Treating chronic wounds is challenging. Despite standard wound care, some chronic wounds fail to heal. Therefore, hyperbaric oxygen therapy (HBOT) was developed as an adjunct to standard wound care.
To evaluate the efficacy of HBOT for treating chronic wounds due to a variety of causes at our institution.
We reviewed the medical records of patients with chronic wounds treated with HBOT in addition to standard wound care at the Department of Dermatology, Nippon Medical School Hospital, from 2009 through 2012. Twenty-nine patients were reviewed (14 men and 15 women; mean age, 64.1±14.4 years). The cause of chronic wounds was diabetes mellitus (DM) in 13 patients, venous stasis in 10, polyarteritis nodosa cutanea in 2, and livedoid vasculopathy, pyoderma gangrenosum, chronic renal failure, and systemic sclerosis in 1 patient each. The patients underwent HBOT for 60 minutes with 100% oxygen delivered via a mask in a hyperbaric chamber pressurized to 2.8 atmospheres of absolute pressure. The response of the chronic wounds to HBOT was evaluated according to the following criteria: “excellent”: more than 90% wound healing; “good”: a greater than 30% reduction in wound size, and wound healing was confirmed on follow-up visits within 6 weeks; “fair”: wound healing was achieved with a combination of further invasive interventions; and “poor”: the wound showed a less than 30% reduction or worsened during HBOT, or wound healing had not been completed by follow-up visits within 6 weeks.
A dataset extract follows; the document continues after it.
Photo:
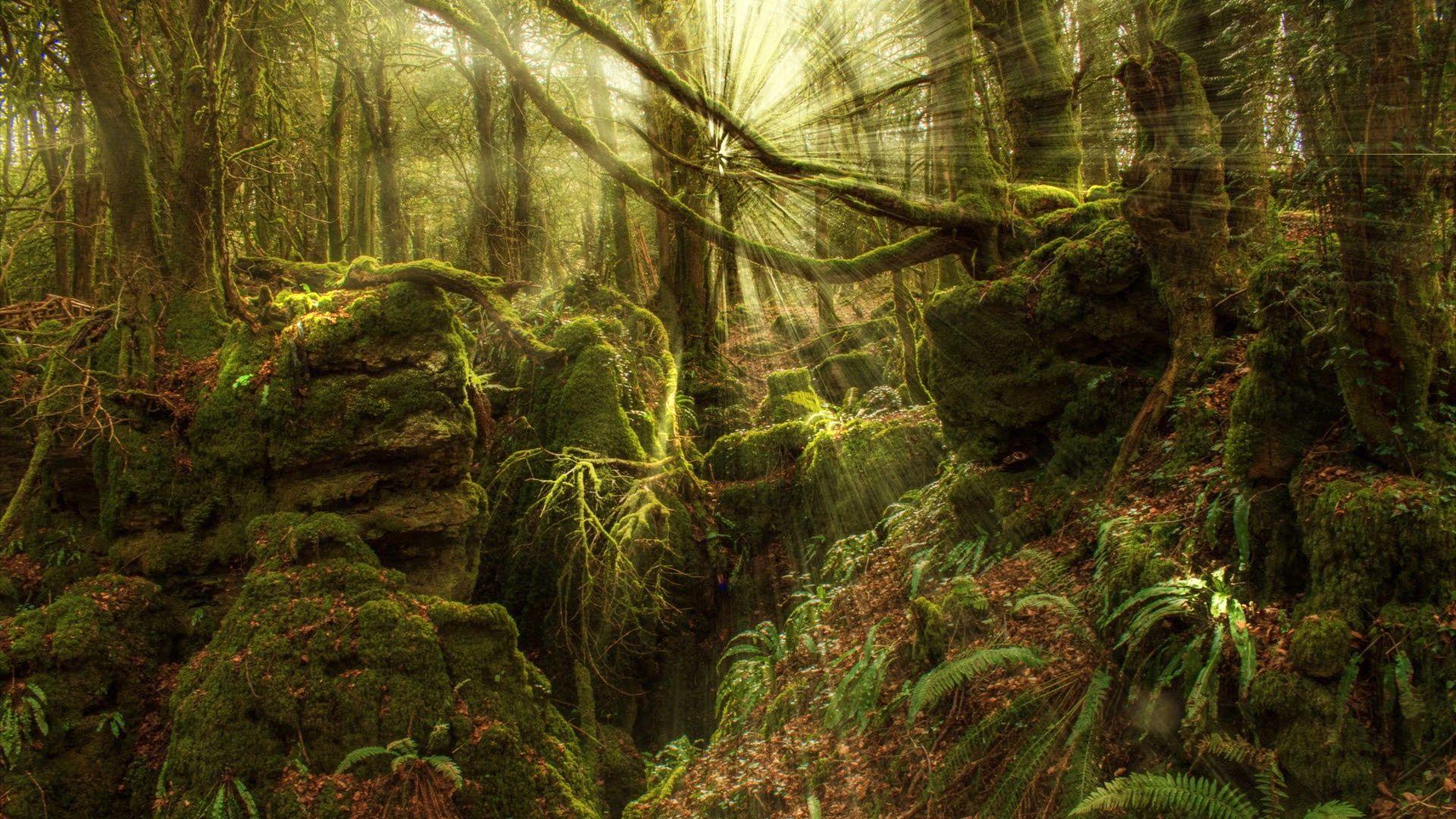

The response to HBOT was “excellent” in 6 patients, “good” in 8, “fair” in 11, and “poor” in 4. All 4 patients with a “poor” response had DM and had undergone hemodialysis.
HBOT is an effective treatment for patients with chronic wounds, due to a variety of causes, when used in combination with conventional standard therapy or further interventions. However, HBOT is less effective in patients with DM than in patients with venous stasis because hemodialysis, which is more common in patients with DM, has negative effects on wound healing.